Aus diesem Grund fordern wir:
- die bessere gesellschaftliche Akzeptanz der Gebärdensprache und der
besonderen Kommunikationsbedürfnisse gehörloser Menschen.
- die Kostenübernahme für Dolmetscher:innen für Deutsche Gebärdensprache und
Deutsch, insbesondere im privaten und ehrenamtlichen Bereich, nach dem
Eingliederungshilferecht über das Bundesteilhabegesetz, fianziert durch
das Land Schleswig-Holstein.
- eine Verbesserung der Zugänglichkeit zu tagespolitischen Informationen,
den Abbau von kommunikativen Barrieren und den Ausbau der Teilhabe am
gesellschaftlichen, kulturellen und politischen Leben durch die
Bereitstellung von Dolmetscher:innen für Deutsche Gebärdensprache und
Deutsch.
- die Verpflichtung zur Barrierefreiheit in der Privatwirtschaft statt der
Freiwilligkeit.

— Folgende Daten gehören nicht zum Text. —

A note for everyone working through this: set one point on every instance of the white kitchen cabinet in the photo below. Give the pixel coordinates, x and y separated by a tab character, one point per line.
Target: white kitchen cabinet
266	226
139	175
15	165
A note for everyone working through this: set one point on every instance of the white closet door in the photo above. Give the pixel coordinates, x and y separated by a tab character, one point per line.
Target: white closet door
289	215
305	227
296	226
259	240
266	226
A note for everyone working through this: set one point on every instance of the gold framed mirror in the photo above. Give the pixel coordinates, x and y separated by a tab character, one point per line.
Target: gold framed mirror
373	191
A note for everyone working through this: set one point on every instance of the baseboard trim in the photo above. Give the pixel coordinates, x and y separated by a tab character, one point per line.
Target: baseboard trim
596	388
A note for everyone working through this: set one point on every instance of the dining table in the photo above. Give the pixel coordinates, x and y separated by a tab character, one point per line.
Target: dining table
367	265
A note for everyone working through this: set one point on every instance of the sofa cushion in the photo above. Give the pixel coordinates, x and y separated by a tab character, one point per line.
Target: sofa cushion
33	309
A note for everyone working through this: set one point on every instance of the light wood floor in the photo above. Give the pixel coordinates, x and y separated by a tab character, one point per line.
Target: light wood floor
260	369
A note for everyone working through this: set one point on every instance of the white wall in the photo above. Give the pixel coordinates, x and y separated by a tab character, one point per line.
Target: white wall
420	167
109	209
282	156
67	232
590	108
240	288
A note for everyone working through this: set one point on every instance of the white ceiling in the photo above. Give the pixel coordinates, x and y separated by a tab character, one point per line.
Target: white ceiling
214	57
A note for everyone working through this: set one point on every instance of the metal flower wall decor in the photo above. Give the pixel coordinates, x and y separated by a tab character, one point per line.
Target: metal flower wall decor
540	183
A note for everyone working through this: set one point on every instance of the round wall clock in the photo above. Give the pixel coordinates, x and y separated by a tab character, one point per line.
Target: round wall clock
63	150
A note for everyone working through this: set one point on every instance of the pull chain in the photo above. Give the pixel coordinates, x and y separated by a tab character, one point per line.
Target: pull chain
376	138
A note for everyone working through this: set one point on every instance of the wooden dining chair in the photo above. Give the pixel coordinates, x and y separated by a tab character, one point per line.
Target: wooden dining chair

Vor allem öffentliche Gebäude und Gebäude zur
Sicherstellung des persönlichen Bedarfs müssen vorrangig umgebaut werden.
- die Bevorzugung gebärdensprachkompetenter Betreuer:innen bei der
Bereitstellung eines gesetzlichen Betreuers für gehörlose Betreute.
- die Kostenübernahme für Dolmetschleistungen für gehörlose Betreute mit
nicht gebärdensprachkompetenten, hörenden gesetzlichen Betreuer:innen.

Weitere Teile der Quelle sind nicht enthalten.